Converting PDF tables to Excel spreadsheets serves a wide range of professional, academic, and personal workflows:

  • Financial analysis — Bank statements, quarterly reports, and investor filings frequently arrive as PDF. Converting them to Excel enables pivot tables, formulas, and charts without manual data entry. A single quarterly report might contain 50-100 rows of financial data across multiple pages that would take an hour to retype.

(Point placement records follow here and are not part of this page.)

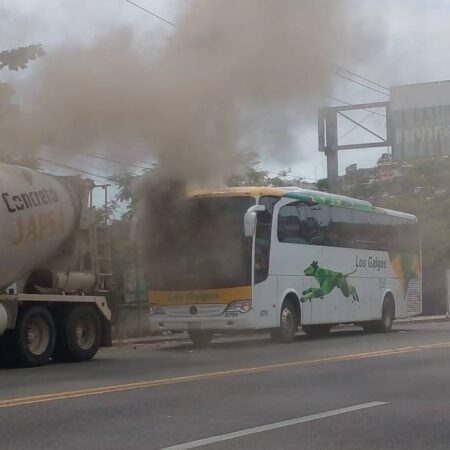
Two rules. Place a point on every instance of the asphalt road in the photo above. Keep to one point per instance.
(349, 391)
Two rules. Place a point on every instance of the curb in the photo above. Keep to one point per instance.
(183, 337)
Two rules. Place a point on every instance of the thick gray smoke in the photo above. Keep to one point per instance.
(233, 76)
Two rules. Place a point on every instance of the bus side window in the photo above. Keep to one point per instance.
(292, 227)
(263, 238)
(319, 222)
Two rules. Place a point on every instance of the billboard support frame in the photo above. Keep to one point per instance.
(329, 139)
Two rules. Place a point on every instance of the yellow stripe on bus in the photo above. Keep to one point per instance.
(204, 296)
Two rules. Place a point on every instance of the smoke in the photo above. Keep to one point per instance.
(232, 77)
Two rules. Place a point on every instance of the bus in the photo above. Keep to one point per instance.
(283, 258)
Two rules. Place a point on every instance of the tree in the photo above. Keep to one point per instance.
(15, 59)
(18, 58)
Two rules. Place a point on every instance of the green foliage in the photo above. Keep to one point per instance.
(18, 58)
(30, 161)
(254, 175)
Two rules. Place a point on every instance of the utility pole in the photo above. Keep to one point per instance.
(331, 152)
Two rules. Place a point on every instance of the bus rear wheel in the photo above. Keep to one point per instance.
(285, 333)
(200, 338)
(317, 331)
(384, 325)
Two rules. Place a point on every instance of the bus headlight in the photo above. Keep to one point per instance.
(155, 309)
(239, 306)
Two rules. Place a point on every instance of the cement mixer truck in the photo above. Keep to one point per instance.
(55, 269)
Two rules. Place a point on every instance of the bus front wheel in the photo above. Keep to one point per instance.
(285, 333)
(200, 338)
(317, 331)
(384, 325)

  • Government and regulatory data — Census tables, tax schedules, procurement records, and statistical reports published by government agencies are overwhelmingly distributed as PDF. Researchers and analysts need this data in spreadsheet form for aggregation, trend analysis, and cross-referencing with other datasets.
  • Supply chain and procurement — Vendor price lists, purchase orders, and inventory reports circulate as PDF between organizations that use different software systems. Converting to Excel enables comparison formulas, VLOOKUP matching, and automated reorder calculations.

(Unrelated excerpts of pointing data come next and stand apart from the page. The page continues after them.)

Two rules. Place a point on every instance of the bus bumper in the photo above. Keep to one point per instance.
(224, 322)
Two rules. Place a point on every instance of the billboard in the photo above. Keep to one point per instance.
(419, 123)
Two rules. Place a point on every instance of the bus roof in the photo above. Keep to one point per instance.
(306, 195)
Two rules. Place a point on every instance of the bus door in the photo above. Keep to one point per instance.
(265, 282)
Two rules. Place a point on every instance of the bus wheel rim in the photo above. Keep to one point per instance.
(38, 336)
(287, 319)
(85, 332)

  • Academic research — Published papers include data tables that researchers need to reanalyze, combine with their own data, or verify statistically. Extracting these tables into a spreadsheet eliminates transcription errors that could compromise research integrity. Use the Word Counter to check extracted text metrics.
  • Real estate and insurance — Comparative market analyses, appraisal reports, and claims data arrive as PDF. Converting to Excel enables sorting by value, filtering by criteria, and calculating averages that inform pricing and coverage decisions.

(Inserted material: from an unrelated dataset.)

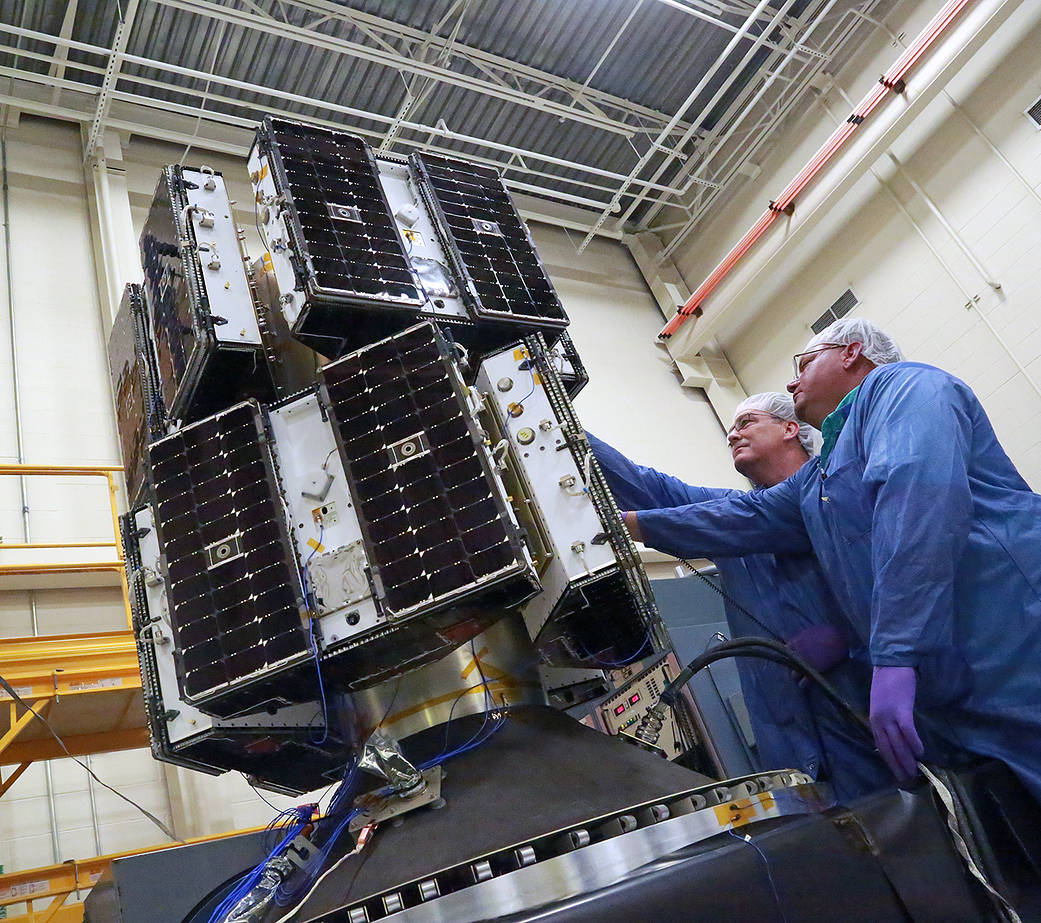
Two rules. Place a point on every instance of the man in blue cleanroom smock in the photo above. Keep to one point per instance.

  • Healthcare administration — Patient registries, drug formularies, and billing code tables distributed as PDF need spreadsheet conversion for database import, audit compliance, and reimbursement calculations.

Privacy is critical when working with documents that contain financial, medical, or proprietary information. This tool processes everything locally in your browser -- the PDF never leaves your device, and no data is transmitted to any server. For additional PDF data workflows, try Extract Tables from PDF for CSV export, PDF to JSON for structured coordinate data, or PDF to Text for plain text extraction.

FAQ

How does the table detection work?
The tool extracts text items with their coordinates from each PDF page using PDF.js. It clusters items into rows by Y-coordinate proximity, then detects column boundaries by analyzing whitespace gaps between X positions.
Does it work with scanned PDFs?
No. This tool extracts embedded text from digital (born-digital) PDFs. Scanned PDFs contain only images of text and require OCR, which this tool does not perform.
Can I convert specific pages?
Yes. Enter a page range like '1-5' or '1,3,7' to extract tables from specific pages only. Each page with detected tables becomes a separate sheet in the Excel file.
Are my PDF files uploaded to a server?
No. All processing runs entirely in your browser using PDF.js and SheetJS. Your documents never leave your device.
What Excel features does the output include?
The generated XLSX file includes frozen header rows and auto-filter on each sheet, making it ready for sorting and analysis in Excel, Google Sheets, or LibreOffice Calc.